# Meetkat Litter Training



## EmmaLock (Nov 10, 2010)

Hey everyone!

I'm very curious to know if you keep meerkats and if they are litter-trained.
I've been raising a pair of rejected twins and they're doing fantastically (now 3 months) but they do make me scratch my head with their toilet habits. Sometimes they will use the same place over and over, and then they will suddenly go elsewhere.
Has anyone else encountered this? Also, has anyone managed to'train' their meerkats to use a tray/similar?
If so I'd be very greatful for some words of advice as we do get the occasional present in odd places


----------



## annie.davis (Feb 18, 2009)

In my experience Meerkats will generally choose a corner or sometimes two and stick with it then as they get older they will not go anywhere else.


However if you are starting out with new pups it might be an idea to put sand, newspaper etc in the area they seem to be using most and if they go elsewhere transfer their faeces into the corner they should be going to. 

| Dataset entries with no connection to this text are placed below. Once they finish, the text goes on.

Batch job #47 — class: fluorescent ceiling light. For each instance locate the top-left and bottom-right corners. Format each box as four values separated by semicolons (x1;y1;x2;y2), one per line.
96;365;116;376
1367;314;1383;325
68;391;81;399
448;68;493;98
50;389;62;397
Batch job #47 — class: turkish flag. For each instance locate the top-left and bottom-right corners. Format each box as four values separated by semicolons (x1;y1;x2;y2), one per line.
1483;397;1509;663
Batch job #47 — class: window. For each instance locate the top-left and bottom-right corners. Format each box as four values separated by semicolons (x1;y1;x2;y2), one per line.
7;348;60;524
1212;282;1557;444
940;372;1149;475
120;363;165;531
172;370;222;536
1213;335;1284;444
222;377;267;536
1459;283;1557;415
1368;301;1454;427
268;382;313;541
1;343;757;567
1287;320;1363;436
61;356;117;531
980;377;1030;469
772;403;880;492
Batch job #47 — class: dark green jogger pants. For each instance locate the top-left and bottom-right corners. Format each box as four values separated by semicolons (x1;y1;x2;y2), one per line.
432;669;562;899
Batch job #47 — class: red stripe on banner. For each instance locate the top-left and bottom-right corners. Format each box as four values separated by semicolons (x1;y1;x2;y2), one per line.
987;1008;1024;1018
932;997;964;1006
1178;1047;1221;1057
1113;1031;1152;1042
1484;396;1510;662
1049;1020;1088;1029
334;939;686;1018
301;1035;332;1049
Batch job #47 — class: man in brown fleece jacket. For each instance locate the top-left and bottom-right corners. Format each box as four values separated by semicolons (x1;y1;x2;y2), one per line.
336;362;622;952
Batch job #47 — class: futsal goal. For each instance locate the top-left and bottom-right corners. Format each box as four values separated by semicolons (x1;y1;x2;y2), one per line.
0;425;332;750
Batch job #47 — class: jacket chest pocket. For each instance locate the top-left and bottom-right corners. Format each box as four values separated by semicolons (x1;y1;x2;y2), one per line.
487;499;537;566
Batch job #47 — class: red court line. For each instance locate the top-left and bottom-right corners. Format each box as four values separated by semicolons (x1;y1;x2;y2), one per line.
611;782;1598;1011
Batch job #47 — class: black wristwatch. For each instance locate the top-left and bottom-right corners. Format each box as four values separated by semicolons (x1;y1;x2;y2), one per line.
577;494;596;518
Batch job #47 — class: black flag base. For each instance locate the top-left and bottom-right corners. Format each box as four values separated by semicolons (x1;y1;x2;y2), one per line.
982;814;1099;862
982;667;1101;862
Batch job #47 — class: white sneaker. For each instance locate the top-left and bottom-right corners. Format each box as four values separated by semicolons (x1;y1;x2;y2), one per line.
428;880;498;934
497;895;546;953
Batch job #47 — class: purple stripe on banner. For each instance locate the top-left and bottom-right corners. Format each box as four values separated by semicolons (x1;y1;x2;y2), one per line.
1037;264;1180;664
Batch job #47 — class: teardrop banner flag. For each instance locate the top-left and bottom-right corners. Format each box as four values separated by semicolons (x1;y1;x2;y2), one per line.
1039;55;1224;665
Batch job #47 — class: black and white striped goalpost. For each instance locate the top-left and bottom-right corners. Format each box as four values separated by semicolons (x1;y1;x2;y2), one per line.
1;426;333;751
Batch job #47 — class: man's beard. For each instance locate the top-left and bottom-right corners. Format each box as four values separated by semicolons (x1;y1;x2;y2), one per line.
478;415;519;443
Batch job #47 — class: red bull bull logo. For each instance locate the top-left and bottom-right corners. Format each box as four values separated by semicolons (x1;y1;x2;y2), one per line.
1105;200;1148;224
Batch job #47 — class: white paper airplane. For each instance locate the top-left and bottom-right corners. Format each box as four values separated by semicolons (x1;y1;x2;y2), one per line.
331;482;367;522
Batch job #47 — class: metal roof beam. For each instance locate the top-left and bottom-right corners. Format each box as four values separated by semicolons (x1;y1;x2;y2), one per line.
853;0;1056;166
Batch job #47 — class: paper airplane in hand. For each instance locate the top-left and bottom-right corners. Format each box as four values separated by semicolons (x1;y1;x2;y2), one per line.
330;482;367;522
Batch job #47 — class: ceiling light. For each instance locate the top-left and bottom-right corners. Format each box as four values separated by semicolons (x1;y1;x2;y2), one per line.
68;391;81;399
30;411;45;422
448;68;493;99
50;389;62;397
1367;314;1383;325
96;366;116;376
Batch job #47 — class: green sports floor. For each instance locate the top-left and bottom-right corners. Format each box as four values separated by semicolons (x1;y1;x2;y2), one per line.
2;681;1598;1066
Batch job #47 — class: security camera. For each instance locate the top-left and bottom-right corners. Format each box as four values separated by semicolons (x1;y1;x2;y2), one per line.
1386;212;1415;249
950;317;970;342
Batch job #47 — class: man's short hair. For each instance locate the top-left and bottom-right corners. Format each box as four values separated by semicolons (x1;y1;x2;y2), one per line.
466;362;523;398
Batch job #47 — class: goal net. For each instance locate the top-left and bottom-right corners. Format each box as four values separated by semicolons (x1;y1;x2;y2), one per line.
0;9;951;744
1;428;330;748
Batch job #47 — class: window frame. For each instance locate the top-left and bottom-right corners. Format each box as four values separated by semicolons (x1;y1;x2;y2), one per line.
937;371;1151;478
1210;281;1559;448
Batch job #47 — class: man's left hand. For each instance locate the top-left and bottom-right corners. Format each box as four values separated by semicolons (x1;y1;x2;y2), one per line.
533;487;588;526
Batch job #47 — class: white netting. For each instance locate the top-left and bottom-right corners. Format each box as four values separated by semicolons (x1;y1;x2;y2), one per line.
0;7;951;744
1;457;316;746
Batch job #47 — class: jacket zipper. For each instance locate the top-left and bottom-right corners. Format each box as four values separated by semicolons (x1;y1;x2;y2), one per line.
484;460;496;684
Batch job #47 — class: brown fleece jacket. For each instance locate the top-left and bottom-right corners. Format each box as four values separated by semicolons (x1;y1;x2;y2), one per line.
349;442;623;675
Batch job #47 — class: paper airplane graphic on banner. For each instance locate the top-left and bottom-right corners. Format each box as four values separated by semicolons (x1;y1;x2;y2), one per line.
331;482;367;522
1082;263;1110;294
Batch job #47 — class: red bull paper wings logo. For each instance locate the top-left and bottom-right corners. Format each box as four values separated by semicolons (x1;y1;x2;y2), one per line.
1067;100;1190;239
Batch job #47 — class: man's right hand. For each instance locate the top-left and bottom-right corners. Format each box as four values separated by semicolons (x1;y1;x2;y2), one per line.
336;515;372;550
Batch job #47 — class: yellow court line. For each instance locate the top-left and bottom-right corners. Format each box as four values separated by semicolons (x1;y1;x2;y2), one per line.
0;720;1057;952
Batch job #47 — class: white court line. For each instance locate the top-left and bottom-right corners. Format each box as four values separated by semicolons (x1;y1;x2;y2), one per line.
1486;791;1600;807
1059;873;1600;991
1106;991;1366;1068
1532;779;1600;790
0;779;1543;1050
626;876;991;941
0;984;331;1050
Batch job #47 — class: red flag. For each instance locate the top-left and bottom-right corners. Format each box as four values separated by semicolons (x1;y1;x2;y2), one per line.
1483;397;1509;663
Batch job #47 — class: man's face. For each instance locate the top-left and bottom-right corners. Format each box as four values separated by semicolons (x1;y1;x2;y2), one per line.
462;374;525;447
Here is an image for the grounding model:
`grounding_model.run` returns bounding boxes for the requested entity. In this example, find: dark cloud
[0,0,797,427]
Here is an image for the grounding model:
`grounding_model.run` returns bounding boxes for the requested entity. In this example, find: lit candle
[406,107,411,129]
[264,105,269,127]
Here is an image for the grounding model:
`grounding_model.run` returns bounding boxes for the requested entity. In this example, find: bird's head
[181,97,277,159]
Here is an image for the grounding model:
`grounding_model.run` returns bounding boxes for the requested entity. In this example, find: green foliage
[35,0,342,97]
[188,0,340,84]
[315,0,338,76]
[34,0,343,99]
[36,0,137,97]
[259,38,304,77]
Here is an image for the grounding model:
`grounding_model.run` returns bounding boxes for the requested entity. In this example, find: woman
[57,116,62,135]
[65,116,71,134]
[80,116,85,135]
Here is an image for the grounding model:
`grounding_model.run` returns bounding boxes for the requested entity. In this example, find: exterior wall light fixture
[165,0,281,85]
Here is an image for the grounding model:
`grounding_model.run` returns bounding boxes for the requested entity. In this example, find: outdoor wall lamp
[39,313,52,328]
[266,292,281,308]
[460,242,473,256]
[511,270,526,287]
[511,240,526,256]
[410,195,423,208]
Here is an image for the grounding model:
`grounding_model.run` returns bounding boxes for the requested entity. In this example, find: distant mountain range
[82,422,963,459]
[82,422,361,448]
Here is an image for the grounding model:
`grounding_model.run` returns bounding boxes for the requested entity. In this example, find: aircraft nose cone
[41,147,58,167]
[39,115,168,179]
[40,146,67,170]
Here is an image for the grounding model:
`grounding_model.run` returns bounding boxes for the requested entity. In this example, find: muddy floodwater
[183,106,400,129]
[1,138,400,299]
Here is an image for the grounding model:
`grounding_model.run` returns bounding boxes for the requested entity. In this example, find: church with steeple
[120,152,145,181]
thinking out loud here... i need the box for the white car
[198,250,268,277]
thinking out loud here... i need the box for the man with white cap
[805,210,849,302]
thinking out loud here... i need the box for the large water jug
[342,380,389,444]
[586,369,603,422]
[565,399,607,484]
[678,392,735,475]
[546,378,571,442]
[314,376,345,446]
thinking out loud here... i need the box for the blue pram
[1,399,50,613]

Keep repeating this process and they will soon learn, obviously you may find little accidents along the way but Meerkats are generally very clean.


----------



## Zoo-Man (Apr 12, 2008)

M meerkats use one spot as their latrine now they are older, but when I first got them as pups, they would go anywhere.


----------



## stubeanz (Mar 28, 2007)

I agree they will use certain corners as adults but as youngsters tend to go anywhere lol im sure with time they will choose which corners of the enclosure to use :2thumb:


----------